Molecular Modeling & Drug Design
Molecular modeling is a powerful computer-based technology used to identify and design molecules for new medications greatly shortening the discovery phase of drug development. The technique helps determine the relationship between a compounds structure and its biological activity, and offers useful clues about how it might interact with target proteins allowing researchers to focus on the most promising compounds. The major objective of the Laboratory of Molecular Modeling and Drug Design, headed by Asim K. Debnath, Ph.D., is to identify new drugs targeted to the critical sites of HIV-1 life cycle.
One of the major projects of his team is to identify inhibitors of HIV-1 assembly and maturation, especially targeted to the capsid protein. Recently, his team has used structure-based drug design and novel experimental techniques to modify a cell impermeable linear peptide to a cell-penetrating peptide (CPP), which inhibits HIV-1 assembly and maturation. This modified peptide inhibits HIV-1 in cell culture. In addition, his team also identified small molecule inhibitors that target capsid and inhibit HIV-1 assembly and maturation. The laboratory is now engaged in optimizing these lead inhibitors to enhance potency and reduce toxicity.

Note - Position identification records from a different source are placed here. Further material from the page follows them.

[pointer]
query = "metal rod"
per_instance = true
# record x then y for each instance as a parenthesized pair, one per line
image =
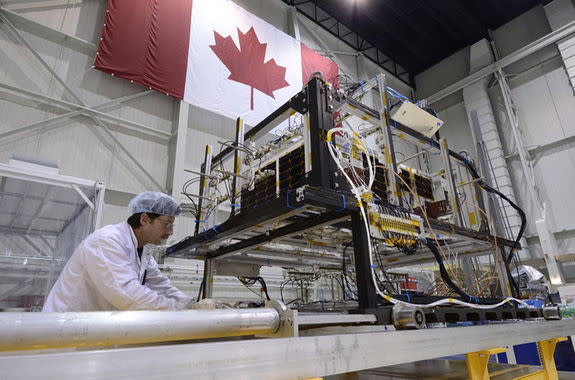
(200, 173)
(105, 328)
(411, 157)
(469, 182)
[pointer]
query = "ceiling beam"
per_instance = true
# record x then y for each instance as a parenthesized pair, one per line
(48, 33)
(519, 54)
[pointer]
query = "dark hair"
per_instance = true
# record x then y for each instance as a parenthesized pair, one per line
(134, 220)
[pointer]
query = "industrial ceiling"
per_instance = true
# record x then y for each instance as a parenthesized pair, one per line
(408, 36)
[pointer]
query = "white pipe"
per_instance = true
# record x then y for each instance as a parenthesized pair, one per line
(20, 331)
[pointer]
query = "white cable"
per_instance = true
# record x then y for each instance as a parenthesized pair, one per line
(332, 150)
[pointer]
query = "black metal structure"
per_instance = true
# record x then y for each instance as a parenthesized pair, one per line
(320, 199)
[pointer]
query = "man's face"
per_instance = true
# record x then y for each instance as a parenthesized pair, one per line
(157, 230)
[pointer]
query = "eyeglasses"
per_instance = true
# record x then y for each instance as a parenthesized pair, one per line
(168, 225)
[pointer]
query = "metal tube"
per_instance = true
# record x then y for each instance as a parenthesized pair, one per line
(21, 331)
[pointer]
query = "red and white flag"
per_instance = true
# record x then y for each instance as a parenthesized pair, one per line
(210, 53)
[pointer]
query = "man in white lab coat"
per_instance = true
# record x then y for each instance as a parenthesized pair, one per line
(112, 269)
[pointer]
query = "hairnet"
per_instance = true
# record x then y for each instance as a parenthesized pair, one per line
(154, 202)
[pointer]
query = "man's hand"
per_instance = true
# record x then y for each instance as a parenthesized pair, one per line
(206, 304)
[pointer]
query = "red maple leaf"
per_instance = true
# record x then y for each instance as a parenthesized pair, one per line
(247, 64)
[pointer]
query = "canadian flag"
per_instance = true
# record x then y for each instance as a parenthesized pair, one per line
(210, 53)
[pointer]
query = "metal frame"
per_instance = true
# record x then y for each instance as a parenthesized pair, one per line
(317, 204)
(53, 180)
(345, 350)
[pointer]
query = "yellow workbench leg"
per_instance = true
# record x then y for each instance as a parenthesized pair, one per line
(546, 350)
(477, 363)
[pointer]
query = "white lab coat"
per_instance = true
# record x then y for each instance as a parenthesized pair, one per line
(105, 273)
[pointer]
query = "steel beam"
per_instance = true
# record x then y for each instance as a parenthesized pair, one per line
(46, 32)
(128, 125)
(287, 358)
(106, 328)
(104, 134)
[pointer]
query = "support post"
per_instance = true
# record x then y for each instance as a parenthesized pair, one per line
(477, 363)
(389, 151)
(236, 181)
(366, 294)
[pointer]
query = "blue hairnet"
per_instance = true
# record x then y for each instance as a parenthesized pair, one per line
(154, 202)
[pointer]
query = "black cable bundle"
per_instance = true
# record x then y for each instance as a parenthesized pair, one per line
(445, 276)
(409, 246)
(507, 259)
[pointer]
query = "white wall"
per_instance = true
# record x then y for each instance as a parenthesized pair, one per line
(546, 107)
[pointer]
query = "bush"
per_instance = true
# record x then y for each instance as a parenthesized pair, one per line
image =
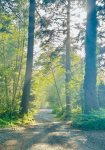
(93, 121)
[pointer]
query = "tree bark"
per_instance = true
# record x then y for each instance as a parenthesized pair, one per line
(67, 82)
(90, 93)
(29, 63)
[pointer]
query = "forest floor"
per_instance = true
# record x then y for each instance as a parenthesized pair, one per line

Dr. Debnaths group is also actively involved in identifying small molecules aimed at disrupting the binding of the gp120 envelope protein to the T-cell surface receptor CD4 and CCR5, a co-receptor. His group has successfully identified small molecule inhibitors that prevent the binding of gp120 to CD4. The team is now working to optimize the molecules to make them more potent and less likely to cause side effects.

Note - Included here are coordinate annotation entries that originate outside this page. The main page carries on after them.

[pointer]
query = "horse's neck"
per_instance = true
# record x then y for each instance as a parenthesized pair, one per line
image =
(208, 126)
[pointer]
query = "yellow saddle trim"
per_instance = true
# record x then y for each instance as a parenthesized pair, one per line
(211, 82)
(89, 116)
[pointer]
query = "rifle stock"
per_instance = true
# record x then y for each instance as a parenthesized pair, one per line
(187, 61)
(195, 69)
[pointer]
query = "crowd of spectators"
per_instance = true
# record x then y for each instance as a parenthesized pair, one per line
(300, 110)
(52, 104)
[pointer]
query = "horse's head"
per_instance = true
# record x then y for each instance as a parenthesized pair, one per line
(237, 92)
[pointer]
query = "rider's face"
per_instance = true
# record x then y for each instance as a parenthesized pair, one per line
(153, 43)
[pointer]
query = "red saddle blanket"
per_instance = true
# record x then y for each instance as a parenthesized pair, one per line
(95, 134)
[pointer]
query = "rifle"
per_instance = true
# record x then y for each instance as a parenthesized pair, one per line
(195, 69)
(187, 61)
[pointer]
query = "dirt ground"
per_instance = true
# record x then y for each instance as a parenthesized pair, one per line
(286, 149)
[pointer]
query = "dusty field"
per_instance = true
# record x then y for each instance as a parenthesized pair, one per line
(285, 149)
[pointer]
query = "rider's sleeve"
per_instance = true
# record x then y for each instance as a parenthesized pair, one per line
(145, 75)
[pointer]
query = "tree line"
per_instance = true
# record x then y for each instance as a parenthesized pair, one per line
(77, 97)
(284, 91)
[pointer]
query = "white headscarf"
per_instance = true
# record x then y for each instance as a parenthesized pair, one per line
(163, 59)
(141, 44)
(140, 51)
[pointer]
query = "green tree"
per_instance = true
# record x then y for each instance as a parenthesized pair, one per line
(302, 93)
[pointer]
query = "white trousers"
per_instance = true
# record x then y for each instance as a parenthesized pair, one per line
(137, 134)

In a collaborative effort with Dr. Shibo Jiang, Head of the Viral Immunology Laboratory, Dr. Debnath works, to identify drug-like compounds as entry/fusion inhibitors targeted to the envelope glycoprotein gp41 of HIV-1. These two labs follow two complementary strategies in their search. Dr. Debnaths team use structure-based drug design techniques to identify promising compounds as hits and Dr. Jiangs group use several screening techniques, developed by his team, to test those compounds for their potential as entry/fusion inhibitors. Together, they have identified several potential lead compounds as HIV-1 entry/fusion inhibitors. The compounds work at the molecular level to prevent the HIV-1 virus from entering and infecting host cells. The team is now working to optimize the molecules for enhancing potency and reducing side effects.